Because in the escaping one, when you need not to escape you will also not-escape at the last possible moment, and that's a sure-fire way to launder attacker-controlled data.

Instead you should escape everything, and opt-out as early as possible.

> But if you're writing a webapp, passing around escaped strings is a bad idea 99% of the time. It creates code highly coupled to one aspect of your system.

That's why you do the reverse: most strings are unsafe to everything, but the strings which are safe are generally safe to one specific subsystem. So you say that.

> Just imagine if you did this with networking. I'm glad we're not in a world where we're passing around TCPString or UDPString or IPString or EthernetString or TokenRingString or CarrierPigeonString because that happens to be a networking stack the app uses sometimes. It sounds like hell.

It sounds like hell because it makes no sense, there's no such thing as a TCPString because TCP is not string-based and TCP messages are not composed that way.

1 comments

> Instead you should escape everything, and opt-out as early as possible.

That’s not even remotely workable for any system with more than one kind of “escaping”. What if I want to use a string as:

1. An IDNA-encoded domain name

2. An HTML text snippet

3. A shell command string argument

4. A string literal part of a regular expression

5. A part to be used in an XML CDATA section

6. A JSON string

I can’t escape the string beforehand, since the escaping rules are all different. No, the only sensible alternative is to use the same rule which we all use for character encoding: Encode and decode (and escape) at the edges.

> I can’t escape the string beforehand, since the escaping rules are all different.

You’re still misunderstanding. You shouldn’t escape at any point, instead you should mark things as safe as early as possible.

“Safe” almost always has a single context, you don’t care if it’s going to go somewhere else because it’s not safe for there.

Anything that’s not marked as safe is then automatically considered unsafe and processed as such by the sink.

> What if I want to use a string as:

It’s not an issue, because by default nothing is safe anywhere, so all those APIs should treat the injected data thus.

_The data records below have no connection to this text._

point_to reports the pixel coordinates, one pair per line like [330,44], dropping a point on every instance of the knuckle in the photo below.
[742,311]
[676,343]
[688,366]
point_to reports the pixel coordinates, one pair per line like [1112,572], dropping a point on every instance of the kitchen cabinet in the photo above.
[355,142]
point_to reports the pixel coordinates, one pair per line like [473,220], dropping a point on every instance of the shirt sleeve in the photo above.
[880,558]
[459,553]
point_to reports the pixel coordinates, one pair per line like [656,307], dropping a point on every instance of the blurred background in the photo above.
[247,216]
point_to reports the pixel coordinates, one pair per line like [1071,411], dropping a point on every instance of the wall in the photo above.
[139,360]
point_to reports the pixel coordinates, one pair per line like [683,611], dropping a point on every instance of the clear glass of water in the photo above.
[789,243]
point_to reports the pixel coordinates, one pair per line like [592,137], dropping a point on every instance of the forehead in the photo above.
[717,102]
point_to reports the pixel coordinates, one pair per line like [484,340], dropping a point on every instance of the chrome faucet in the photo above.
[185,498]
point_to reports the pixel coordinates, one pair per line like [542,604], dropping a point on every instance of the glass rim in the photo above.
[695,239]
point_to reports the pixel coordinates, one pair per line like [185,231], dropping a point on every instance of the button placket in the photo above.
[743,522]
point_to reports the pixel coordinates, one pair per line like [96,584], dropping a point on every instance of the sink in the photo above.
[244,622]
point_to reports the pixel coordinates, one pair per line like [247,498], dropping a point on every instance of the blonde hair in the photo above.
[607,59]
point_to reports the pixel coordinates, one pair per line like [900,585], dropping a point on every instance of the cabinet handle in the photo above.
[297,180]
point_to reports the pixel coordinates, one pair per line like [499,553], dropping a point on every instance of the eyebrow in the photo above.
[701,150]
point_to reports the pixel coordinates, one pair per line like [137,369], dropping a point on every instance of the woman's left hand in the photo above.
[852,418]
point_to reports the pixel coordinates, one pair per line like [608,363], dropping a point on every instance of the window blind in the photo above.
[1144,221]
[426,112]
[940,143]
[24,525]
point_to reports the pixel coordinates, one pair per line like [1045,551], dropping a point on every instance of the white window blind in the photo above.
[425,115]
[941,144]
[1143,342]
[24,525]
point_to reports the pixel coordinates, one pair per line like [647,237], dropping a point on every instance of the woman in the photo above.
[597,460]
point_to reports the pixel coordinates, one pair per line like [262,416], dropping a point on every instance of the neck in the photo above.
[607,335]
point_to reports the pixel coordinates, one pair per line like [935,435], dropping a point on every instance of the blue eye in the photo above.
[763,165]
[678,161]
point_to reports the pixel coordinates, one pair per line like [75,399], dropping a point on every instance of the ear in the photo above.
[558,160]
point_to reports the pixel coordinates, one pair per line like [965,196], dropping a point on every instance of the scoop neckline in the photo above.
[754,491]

There is no escaping, because everything is automatically internally escaped by default.

> It’s not an issue, because by default nothing is safe anywhere, so all those APIs should treat the injected data thus.

No library does this, since it does not know what strings I send it with their literal meaning intended, and which strings I send it with their escape characters intended to be interpreted. The escape characters are part of the API of that library. The library does not accept “strings” as such, it accepts “escaped” strings. And since my program deals with normal unescaped strings, I have to escape the strings before I send them to the API.

> There is no escaping, because everything is automatically internally escaped by default.

I have a feeling that you have a different meaning of the word “escaped” than me.

> No library does this

Most modern templates do exactly that. Jinja certainly does.

> The library does not accept “strings” as such, it accepts “escaped” strings. And since my program deals with normal unescaped strings, I have to escape the strings before I send them to the API.

That’s the problem with the library. That is what needs to be fixed.

> I have a feeling that you have a different meaning of the word “escaped” than me.

Add “explicit” to the first occurrence if you don’t understand without it.